Lord Monson has been disappointed on several occasions as the case has dragged on for nine years, with the alleged suspects out on bail and still serving in the police force.
“Many told me I was wasting my time, taking on the Kenyan police in their own country. It has taken a heavy toll on my health and it has cost me tens of thousands,” he lamented in an interview with an international publication.
“But I was not about to give up and see the men who did this to Alexander walk away,” he further remarked.
Alexander, the son of the 12th Baron Monson, and heir to a family estate in Lincolnshire, in eastern England, had moved to Kenya to live with his mother Hilary Monson in 2008.
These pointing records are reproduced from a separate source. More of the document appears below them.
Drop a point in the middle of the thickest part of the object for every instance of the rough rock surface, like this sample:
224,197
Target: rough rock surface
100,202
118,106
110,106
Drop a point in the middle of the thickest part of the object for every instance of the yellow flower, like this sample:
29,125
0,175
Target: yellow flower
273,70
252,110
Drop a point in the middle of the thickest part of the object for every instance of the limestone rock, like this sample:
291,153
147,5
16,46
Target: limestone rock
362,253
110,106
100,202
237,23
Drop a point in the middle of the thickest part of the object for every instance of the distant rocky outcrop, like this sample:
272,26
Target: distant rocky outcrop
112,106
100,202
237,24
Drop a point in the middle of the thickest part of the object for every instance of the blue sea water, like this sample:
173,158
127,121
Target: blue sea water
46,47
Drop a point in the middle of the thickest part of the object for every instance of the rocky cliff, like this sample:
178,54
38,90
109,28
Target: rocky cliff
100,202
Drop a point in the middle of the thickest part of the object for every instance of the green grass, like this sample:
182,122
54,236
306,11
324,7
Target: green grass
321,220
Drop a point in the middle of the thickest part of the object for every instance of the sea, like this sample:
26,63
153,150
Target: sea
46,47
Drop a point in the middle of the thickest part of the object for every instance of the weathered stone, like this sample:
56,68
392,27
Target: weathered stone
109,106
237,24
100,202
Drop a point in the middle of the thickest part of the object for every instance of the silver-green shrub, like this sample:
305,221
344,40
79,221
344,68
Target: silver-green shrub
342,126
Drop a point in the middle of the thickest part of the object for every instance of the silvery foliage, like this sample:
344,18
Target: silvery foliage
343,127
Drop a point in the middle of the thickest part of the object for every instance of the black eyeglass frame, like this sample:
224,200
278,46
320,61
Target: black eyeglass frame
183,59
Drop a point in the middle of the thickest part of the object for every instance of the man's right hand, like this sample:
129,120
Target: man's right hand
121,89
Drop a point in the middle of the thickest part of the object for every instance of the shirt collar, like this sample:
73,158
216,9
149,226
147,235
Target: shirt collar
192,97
Lord Monson expected support from Kenya’s Independent Policing Oversight Authority(IPOA) as investigating his son’s murder was among the first cases ever taken on by the authority when it was set up ten years ago.
He blames Kenya’s justice system, for derailing the case that has caused him sleepless nights and awaits the verdict to hear who was responsible for the gruesome murder of his son.
The case will be presided over by Justice Eric Ogola and the verdict is set to be read on Monday, November 15 at the Mombasa High Court.
The four, Naftali Chege, Charles Wangombe Munyiri, Baraka Bulima and John Pamba, were accused of killing the British man.